Worse even than this, you may often miss data that would lead to a better answer, or a better question, because it doesn’t fit your idea. Alan Hodgkin, a famous neurophysiologist responsible for describing how the voltage in neurons changes rapidly when they are stimulated (for which he won a Nobel Prize), would go around the laboratory each day visiting with each student or postdoctoral researcher working on one project or another. If you showed him data from yesterday’s experiments that were the expected result, he would nod approval and move on. The only way to get his attention was to have an anomalous result that stuck out. Then he would sit down, light his pipe, and go to work with you on what this could mean. But there are not many like Alan Hodgkin.

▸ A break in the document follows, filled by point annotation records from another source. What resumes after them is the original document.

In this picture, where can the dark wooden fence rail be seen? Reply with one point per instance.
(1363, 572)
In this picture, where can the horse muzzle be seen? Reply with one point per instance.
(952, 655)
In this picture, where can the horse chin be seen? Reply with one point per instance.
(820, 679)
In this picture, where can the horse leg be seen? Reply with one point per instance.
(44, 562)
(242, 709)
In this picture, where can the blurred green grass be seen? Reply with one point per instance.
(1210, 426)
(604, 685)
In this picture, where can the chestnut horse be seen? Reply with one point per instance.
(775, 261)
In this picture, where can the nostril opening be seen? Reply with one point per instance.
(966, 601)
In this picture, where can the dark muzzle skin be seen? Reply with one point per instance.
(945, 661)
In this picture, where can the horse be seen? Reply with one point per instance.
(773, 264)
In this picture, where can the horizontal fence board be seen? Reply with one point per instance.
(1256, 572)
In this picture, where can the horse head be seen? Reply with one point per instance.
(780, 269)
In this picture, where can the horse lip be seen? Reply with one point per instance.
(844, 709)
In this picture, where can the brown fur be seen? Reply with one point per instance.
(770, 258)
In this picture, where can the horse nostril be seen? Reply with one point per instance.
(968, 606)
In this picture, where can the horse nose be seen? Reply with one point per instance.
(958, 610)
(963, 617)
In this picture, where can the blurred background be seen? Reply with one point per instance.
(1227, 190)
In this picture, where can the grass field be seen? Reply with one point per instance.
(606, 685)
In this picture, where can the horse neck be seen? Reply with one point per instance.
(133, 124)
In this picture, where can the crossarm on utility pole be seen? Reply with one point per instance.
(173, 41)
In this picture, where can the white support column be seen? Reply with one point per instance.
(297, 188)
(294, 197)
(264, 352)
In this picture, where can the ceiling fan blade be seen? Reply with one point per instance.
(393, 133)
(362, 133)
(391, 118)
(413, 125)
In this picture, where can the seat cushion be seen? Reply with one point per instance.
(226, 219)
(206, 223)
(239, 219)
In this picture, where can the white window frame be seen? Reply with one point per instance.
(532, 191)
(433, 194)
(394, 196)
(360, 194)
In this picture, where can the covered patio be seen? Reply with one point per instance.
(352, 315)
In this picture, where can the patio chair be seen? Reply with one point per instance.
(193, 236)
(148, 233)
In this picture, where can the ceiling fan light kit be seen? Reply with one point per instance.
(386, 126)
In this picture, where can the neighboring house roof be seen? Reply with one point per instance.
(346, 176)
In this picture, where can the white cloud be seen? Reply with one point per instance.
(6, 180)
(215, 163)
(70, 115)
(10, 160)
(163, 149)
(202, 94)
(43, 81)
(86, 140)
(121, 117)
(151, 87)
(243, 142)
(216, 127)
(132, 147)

The alternative to hypothesis-driven research is what I referred to earlier as curiosity-driven research. Although you might have thought that curiosity was a good thing, the term is more commonly used in a derogatory manner, as if simple curiosity was too childish a thing to drive a serious research project. “Just a fishing expedition” is a criticism that is not at all uncommon in grant reviews, and it is usually enough to sink an application. I hope this sounds as ridiculous to you as it does to me. Anyone who thinks we aren’t all on a fishing expedition is just kidding himself. The trick is to have some idea about where to fish (e.g., stay out of polluted waters, go where there are lots of other fishermen catching lots of fish—or avoid them since the fish are now all gone from there) and some sense of what’s likely to be tasty and what not. I’m not sure you can hope to know much more than that.